Nipping at the heels of yesterday’s story about the software that automatically writes news articles comes another technological innovation changing the shape of journalism: software that reads news articles.
Kalev Leetaru of the University of Illinois determined that using the Nautilus SGI supercomputer to analyze news stories can help predict major world events. The analysis he used for the experiment was retrospective, feeding the computer millions of articles from which it was able to determine a deteriorating national sentiment towards Libya and Egypt before the revolutions in those countries. The system was also able to narrow down Osama Bin Laden’s location to within 125 miles before he was found and killed last May.
More than 100 million articles were gathered for this study, from various sources including the New York Times archive, Open Source Center and BBC Monitoring (two organizations that monitor local media output worldwide). The system searched for two primary things in the articles: mood and location. Words such as “nice” or “horrible” were used to measure mood, and geocoding converted mentions of places such as “Cairo” or “Pakistan” to plottable coordinates.
For countries that experienced the “Arab Spring,” the supercomputer produced graphs that showed a noticeable decline in media sentiment both within each country and without. Before President Mubarak’s resignation, the tone of media coverage of Egypt fell to one of its lowest points in 30 years, predicting something that U.S. government could not.

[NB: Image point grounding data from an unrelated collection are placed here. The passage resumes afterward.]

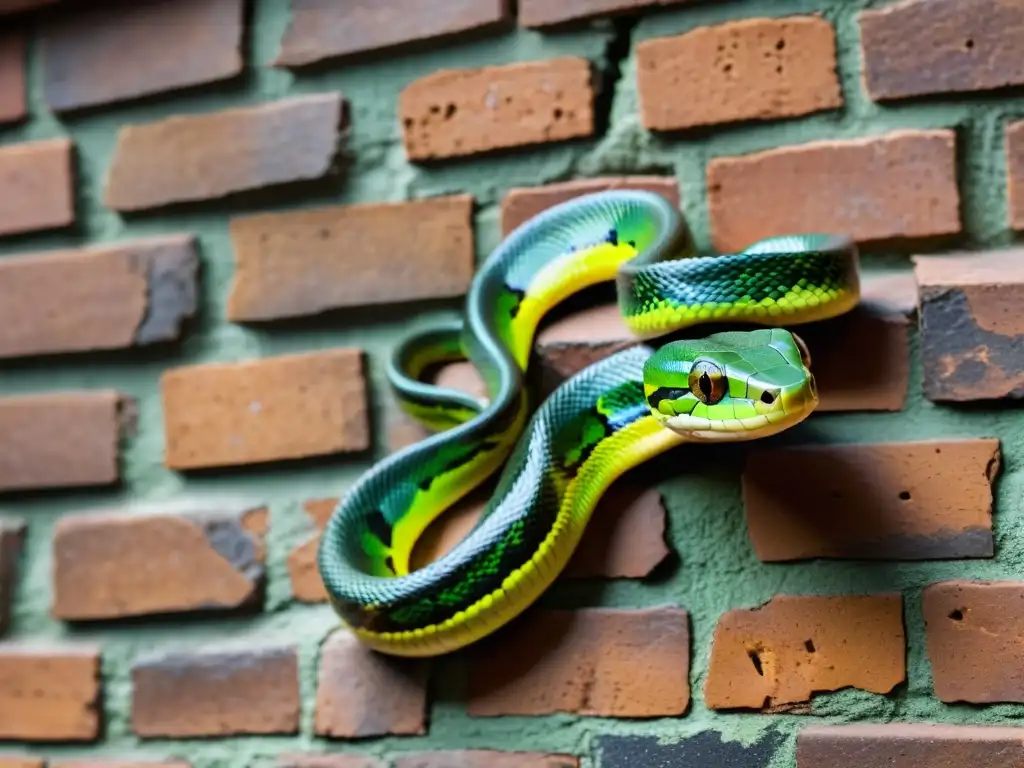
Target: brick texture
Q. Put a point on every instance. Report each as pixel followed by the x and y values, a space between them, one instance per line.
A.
pixel 971 330
pixel 300 262
pixel 101 55
pixel 216 693
pixel 921 47
pixel 360 693
pixel 889 501
pixel 103 297
pixel 796 646
pixel 973 632
pixel 290 407
pixel 59 439
pixel 36 186
pixel 211 156
pixel 458 113
pixel 323 31
pixel 754 69
pixel 49 693
pixel 595 662
pixel 112 565
pixel 904 183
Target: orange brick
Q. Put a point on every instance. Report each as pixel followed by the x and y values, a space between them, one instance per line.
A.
pixel 754 69
pixel 904 183
pixel 453 113
pixel 289 407
pixel 302 262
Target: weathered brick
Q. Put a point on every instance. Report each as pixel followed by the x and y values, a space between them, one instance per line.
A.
pixel 971 328
pixel 904 184
pixel 112 565
pixel 460 112
pixel 59 439
pixel 296 263
pixel 100 55
pixel 289 407
pixel 36 186
pixel 885 501
pixel 360 693
pixel 753 69
pixel 923 47
pixel 973 632
pixel 325 31
pixel 212 156
pixel 593 662
pixel 794 647
pixel 49 693
pixel 101 297
pixel 216 692
pixel 909 745
pixel 522 203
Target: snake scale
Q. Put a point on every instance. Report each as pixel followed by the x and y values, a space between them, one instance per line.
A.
pixel 557 458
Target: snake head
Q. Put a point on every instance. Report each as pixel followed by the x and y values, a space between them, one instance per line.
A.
pixel 731 386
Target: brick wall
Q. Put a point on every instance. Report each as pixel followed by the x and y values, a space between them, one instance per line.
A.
pixel 216 215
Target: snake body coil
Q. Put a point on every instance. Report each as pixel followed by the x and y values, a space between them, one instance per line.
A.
pixel 605 420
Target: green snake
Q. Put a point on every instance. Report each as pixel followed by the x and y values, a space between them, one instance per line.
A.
pixel 557 458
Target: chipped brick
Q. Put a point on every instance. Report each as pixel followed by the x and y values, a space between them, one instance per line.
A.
pixel 49 693
pixel 904 183
pixel 753 69
pixel 973 632
pixel 924 47
pixel 59 439
pixel 100 55
pixel 462 112
pixel 592 662
pixel 215 155
pixel 101 297
pixel 36 186
pixel 295 263
pixel 326 31
pixel 971 327
pixel 222 692
pixel 522 203
pixel 797 646
pixel 885 501
pixel 289 407
pixel 360 693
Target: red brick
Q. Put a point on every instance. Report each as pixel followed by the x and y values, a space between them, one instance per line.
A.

As Leetaru told BBC news, the president’s continued support of Mubarak showed that high-level analysis suggested Mubarak wasn’t going anywhere. The graph, however, suggests otherwise.
Leetaru’s next step is developing technology to allow this system to forecast major world events, rather than just analyzing them after the fact. He compares it to economic forecasting algorithms, as well as meteorology, in that none of those systems (including his) are perfect, but using them is far better than just guessing.